A broader assessment of the health care landscape that answers these questions is essential:

  • How does the hospital engage, manage and take responsibility for the care and costs of those who are not its “patients”? What are the hospital’s addressable new markets? How important is the inpatient enterprise to the long-term scope of the organization’s services?
  • How might local human services programs and health programs be conjoined to achieve improved coordination of care, lower costs and improved community health? Is there a gap in health and human services in the community? Might the hospital fill the gap with a proactive business solution?
  • What is the hospital’s consumer health strategy? What is its response to over-the-counter therapeutics, alternative health, self-directed diagnostics, retail clinics and mobile health? Is the hospital patient-focused or consumer-focused: Does it understand the distinction?
  • How might the hospital engage optimally with health insurers? Should the hospital operate its own plan? How and when is risk-based contracting the standard for the market, and what is the hospital’s plan to be prepared? How is the hospital prepared for reference-based pricing, narrowing networks and carve -outs driven by increased plan cost-activism?
  • What is the hospital’s plan to engage employers directly, and take risk for employee outcomes and costs? What’s the level of employer confidence in the hospital’s value proposition? How will the hospital respond as employers shift primary purchasing responsibility to their employees via high deductible plans?
  • What are the alternatives for local physicians as they consider alignment? Why is the hospital the most attractive partner versus other options? How will physicians be recruited to the enterprise in the future?
  • What model of primary care is optimal to the market’s demand for effective, efficient, accessible, preventive and healthy living services? How is pharmaceutical, dental, vision, mental health, alternative health and nutritional support tightly coordinated in the deliverable?
  • What sources of capital can be accessed and deployed to manage populations’ health cradle-to-grave with responsibility for outcomes and costs? What traditional and nontraditional sourcing of capital should be considered? What non-core assets should be sold to free up capital for mission-critical purposes? With whom should the institution partner to create a sustainable, creditworthy balance sheet and expand scope of services?
  • What new sources of revenue may be added that are not third-party payment-dependent?
  • Is the clinical model inclusive of alternative (non-allopathic) methods and services that attract new markets? And how are physical and behavioral health fully integrated to the hospital’s care management strategies?
  • And if an academic medical center, should the teaching and research operations be separated from the clinical enterprise, structured as stand-alone competitive entities that contract with a broader set of hospitals, biopharma and device organizations? Could they be viable?
  • What is the hospital’s path to sustainability? How big must the scope of operations be to be competitive? What is the organization’s achievable scale?
  • And others …

Running a hospital is a tough job. Creating and implementing a strategy is a formidable task, given the uncertainty of our economic climate. Some hospitals are paralyzed by their medical staff relationships; some are too cautious; and some overly confident — prone to believe their own publicity and embrace their invincibility.
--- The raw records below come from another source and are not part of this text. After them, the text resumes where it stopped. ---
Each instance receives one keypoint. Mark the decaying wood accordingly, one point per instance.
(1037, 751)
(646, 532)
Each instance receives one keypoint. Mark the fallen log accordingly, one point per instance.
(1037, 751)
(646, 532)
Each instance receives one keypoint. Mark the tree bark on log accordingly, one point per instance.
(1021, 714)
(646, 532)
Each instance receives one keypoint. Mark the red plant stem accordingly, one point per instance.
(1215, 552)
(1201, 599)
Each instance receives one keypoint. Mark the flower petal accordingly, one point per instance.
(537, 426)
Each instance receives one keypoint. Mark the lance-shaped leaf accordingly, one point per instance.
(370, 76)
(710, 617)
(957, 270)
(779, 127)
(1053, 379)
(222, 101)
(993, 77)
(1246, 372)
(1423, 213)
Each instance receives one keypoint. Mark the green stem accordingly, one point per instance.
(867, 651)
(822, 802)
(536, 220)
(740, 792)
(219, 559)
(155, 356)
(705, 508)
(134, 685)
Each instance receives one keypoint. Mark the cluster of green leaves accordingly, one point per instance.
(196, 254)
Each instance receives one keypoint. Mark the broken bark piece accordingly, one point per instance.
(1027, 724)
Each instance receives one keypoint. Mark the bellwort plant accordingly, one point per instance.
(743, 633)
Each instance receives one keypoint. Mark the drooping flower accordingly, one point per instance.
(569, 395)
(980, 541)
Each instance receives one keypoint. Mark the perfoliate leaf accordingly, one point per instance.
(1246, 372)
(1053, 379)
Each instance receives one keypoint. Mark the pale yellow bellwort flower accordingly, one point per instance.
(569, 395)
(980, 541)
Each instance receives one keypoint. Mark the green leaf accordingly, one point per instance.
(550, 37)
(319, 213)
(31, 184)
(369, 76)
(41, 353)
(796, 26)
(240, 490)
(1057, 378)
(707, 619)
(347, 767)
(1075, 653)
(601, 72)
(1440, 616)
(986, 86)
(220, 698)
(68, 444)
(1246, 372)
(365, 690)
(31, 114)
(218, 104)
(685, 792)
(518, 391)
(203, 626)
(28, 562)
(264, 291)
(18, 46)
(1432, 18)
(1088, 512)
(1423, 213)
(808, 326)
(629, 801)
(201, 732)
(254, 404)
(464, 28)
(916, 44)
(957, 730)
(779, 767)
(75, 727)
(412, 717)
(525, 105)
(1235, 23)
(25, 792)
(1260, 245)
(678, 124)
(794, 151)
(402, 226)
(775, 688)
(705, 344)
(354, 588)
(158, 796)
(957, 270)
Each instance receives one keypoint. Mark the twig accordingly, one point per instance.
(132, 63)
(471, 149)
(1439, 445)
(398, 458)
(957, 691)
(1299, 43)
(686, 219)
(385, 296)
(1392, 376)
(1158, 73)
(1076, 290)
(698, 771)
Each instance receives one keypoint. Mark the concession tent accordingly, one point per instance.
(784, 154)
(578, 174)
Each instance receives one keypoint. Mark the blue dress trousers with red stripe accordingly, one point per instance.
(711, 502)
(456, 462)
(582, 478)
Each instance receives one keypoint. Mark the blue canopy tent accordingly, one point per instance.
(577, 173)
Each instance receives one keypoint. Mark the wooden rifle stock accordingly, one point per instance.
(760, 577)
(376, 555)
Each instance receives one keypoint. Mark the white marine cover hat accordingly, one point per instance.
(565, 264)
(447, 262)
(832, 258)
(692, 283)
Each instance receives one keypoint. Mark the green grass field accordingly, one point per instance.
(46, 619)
There are no guarantees. What’s clear is that the market does not guarantee a hospital’s sustainability.  There will be winners and losers. And even the strongest market leaders have no assurances: Borders and Barnes and Noble reacted to Amazon too late. Blockbuster had no answer to NetFlix.

For hospitals, a broader approach to strategic planning is needed. An objective fact base that answers questions beyond utilization, physician demand and reimbursement is essential.

Many hospitals are struggling. Some are doing well. None is invincible.